Saturday, May 28, 2016

Rounding Error

I recently experienced the eight-bazillionth iteration of the following scenario. Someone posts a request for help on a forum. They are doing some sort of MIP model, or possibly something even more advanced (Benders decomposition, column generation, ...), and things are not going well. In some cases they think they have made a coding error; more commonly they think the solver (CPLEX in my personal experience, since that's the only one whose forums I watch) has a bug in it. After substantial back and forth, the key problem emerges: their binary variable came out 1.00000 E-9 or 0.99999999, which is "clearly" neither 0 nor 1.

At this point, my reaction is always the same (add your favorite expletives after every few words): "Don't they know about rounding error???"

In fairness, though, they may not, and perhaps the blame lies on the shoulders of faculty (possibly including me, in my former life). One of the courses I took during my first term of graduate school (in math) was numerical analysis. This is back when mainframes were just making the transition from vacuum tubes to semiconductors, and "user input" was a euphemism for "deck of punch cards". It's also a time when memory was at a premium and, thus, single precision ruled the realm.

(BEGIN TANGENT) I suspect that some readers who are (much) younger than I, and who program, will have noticed that pretty much everything of a floating point nature is automatically done double-precision these days, and may be wondering why single-precision float types still exist. They're a holdover from my youth, and I suspect exist almost exclusively for backward compatibility. (END TANGENT)

I don't recall why I picked numerical analysis as an elective -- whimsy, I think -- but it ended up being one of the most useful courses I took in grad school. The first, and most important, lesson from it was that computers do math inexactly. This should be immediately obvious if you stop to think about it. I learned in childhood that 0.3333... = 1/3, where the ... means "repeated an infinite number of times". Stop the decimal expansion after a finite number of digits, and you get something slightly less than 1/3. Now pretend for the moment that your computer encoded numbers in decimal rather than binary, and that you used the expression 1/3 in a program. The compiler would convert 1/3 to a decimal representation, but not 0.3333... -- because that would require an infinite amount of memory to store, and the computer only has a finite amount. So the computer has to truncate the decimal expansion, and as a result what the computer stores for 1/3 is not actually 1/3. (Now go back to using binary. The same logic applies.)

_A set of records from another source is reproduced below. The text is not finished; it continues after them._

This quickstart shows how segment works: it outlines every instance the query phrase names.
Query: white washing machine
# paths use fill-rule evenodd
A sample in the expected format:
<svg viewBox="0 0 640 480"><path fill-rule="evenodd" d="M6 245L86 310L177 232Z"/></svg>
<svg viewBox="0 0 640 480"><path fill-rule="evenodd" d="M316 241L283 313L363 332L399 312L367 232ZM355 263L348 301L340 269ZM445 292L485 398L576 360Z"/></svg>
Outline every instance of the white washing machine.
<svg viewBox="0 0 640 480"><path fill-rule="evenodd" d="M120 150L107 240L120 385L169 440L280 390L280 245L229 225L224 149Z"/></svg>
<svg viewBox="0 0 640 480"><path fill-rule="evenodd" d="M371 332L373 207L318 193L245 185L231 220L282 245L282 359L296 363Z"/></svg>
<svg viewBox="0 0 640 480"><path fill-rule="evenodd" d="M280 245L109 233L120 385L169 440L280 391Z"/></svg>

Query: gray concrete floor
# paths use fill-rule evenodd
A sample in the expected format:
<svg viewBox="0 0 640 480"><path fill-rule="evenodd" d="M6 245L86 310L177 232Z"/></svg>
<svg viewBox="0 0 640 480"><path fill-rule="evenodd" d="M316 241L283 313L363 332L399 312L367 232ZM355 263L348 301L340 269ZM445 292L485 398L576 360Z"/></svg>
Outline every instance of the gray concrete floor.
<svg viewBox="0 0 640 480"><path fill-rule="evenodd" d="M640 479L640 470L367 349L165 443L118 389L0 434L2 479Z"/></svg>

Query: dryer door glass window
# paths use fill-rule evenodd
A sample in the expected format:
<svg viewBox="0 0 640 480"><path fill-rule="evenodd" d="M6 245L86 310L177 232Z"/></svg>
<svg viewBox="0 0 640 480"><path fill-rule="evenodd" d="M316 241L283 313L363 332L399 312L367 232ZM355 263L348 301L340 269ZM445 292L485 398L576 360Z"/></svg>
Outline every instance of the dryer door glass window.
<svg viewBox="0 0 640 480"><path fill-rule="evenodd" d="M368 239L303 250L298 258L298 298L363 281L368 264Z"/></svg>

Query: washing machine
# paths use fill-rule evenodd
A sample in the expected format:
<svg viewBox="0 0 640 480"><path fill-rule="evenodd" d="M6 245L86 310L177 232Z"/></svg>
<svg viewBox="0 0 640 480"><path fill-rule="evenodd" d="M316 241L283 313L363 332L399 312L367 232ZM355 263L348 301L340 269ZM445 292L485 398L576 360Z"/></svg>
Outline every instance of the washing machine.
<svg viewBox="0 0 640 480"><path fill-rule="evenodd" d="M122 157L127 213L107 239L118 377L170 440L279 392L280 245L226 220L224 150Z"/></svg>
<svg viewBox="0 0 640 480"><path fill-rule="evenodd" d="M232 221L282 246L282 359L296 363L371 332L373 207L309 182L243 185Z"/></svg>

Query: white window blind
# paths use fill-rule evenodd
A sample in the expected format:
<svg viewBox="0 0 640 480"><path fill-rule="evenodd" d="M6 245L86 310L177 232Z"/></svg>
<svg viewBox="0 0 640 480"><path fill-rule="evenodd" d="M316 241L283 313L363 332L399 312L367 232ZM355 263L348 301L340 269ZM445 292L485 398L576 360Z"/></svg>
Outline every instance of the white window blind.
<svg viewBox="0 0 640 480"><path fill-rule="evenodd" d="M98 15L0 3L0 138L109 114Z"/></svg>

I'm not going to repeat an entire course in numerical analysis here (too much typing), but another lesson I learned was that, when programming, I should never do strict equality comparisons on anything that was not stored as an integer. Here's a small example that I just ran in R (not to pick on R -- it was just handy):
> sqrt(9) - 2.99999999999999999 == 0
[1] TRUE

To a mathematician, that relation is patently false, but to the program the decimal expansion is "close enough" to 3.

My prof shared one anecdote that has stuck with me for almost half a century now. He told of an engineer who coded his own routine for inverting a matrix and was not particularly careful about dealing with rounding errors (and "stiff" matrices, a topic for another time). The engineer then published a paper which included, at one point, the inverse of a particular matrix, computed by his program, with each entry in the matrix printed to some absurd number of decimal places (five, I think). All the digits to the right of the decimal points were wrong. So were the first couple of digits immediately left of the decimal points. You can ignore the limitations of computer arithmetic precision, but (queue sinister background music) those limitations will not ignore you.

Where I'm going with this is that I learned about the limitations of computer math somewhat accidentally, because I just happened to take numerical analysis. I suspect that some OR/IE programs require it, and I'm pretty sure others (most?) don't. In the interests of reducing frustration for a lot of people (of whom I'm the only one I care about), and perhaps avoiding incorrect results being published, I think we should pressure anyone teaching computational topics in OR (particularly, but not exclusively, integer programming) to provide some minimal coverage of rounding and truncation errors, the IEEE standards for single- and double-precision values, etc. If they cannot (or will not) teach it themselves, they can at least require that the student go learn it as a prerequisite.

Please! I'm begging you!